Cyrano ! Après que j'ai vu deux cents fois la pièce d'Edmond Rostand, je mourais d'envie de connaître le lieu où était née cette figure emblématique du théâtre du dix-neuvième siècle. Mais quantité de questions me hantaient : Cyrano avait-il existé ? N'était-il pas, à l'instar de Matamore, Pantalon ou Arlequin, l'un de ces fantômes qu'avaient récupérés tant de dramaturges ?
Les congés approchaient. Notre maison exiguë et la chaleur qui y régnait nous soumettaient à si rude épreuve que ma femme et moi partîmes pour Bergerac le premier août, dans la fraîcheur de l'aube.
Nous en avons parcouru, des kilomètres, nous en avons traversé, des bourgades, avant de parvenir dans cette ville du Sud-Ouest que notre héros a rendue célèbre, voire mythique ! Située au sud-ouest du Périgord, cette sympathique sous-préfecture compte, au dernier recensement, vingt-sept mille huit cent quatre-vingt-six âmes et près de huit cents commerces.
A peine arrivé, j'avisai un quidam qui bayait aux corneilles face à une gabarre amarrée au bord de la Dordogne, et je lui demandai où se trouvait la maison natale de Cyrano.
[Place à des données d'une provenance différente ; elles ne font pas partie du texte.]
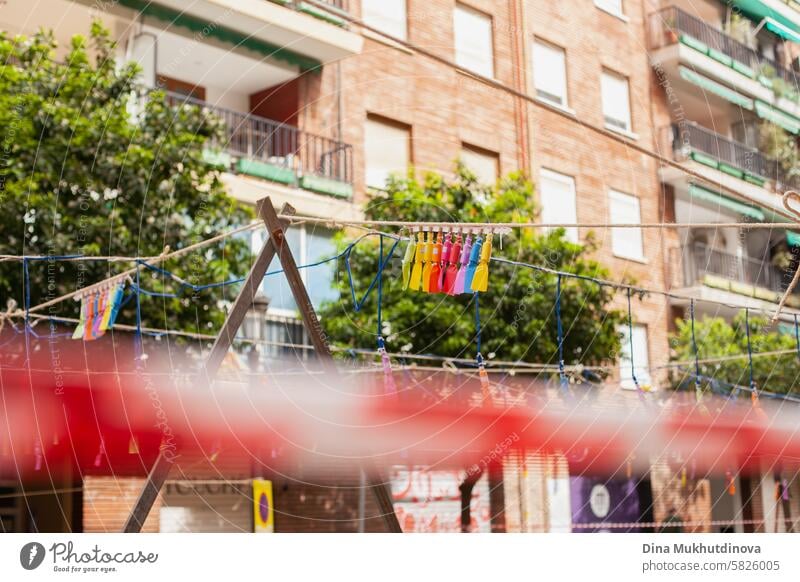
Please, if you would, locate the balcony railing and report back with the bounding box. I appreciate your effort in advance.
[317,0,347,12]
[670,244,791,293]
[167,92,353,184]
[662,122,800,190]
[650,6,798,87]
Après réflexion, le flâneur me rétorqua :
— Posez donc la question du côté de l'Hôtel de ville.
Si l'accueil fut là-bas chaleureux et débonnaire, les réponses des responsables et des auxiliaires restèrent ambiguës. Cyrano, nous affirma-t-on sous le sceau du secret, n'était pas né ici.
***
Nous sortîmes, décontenancés et fort marris, pour errer près du cloître des Récollets où, grâce à une fleuriste accorte, nous nous sommes enivrés des effluves embaumés de ses dahlias, cattleyas, ficaires et mélampyres.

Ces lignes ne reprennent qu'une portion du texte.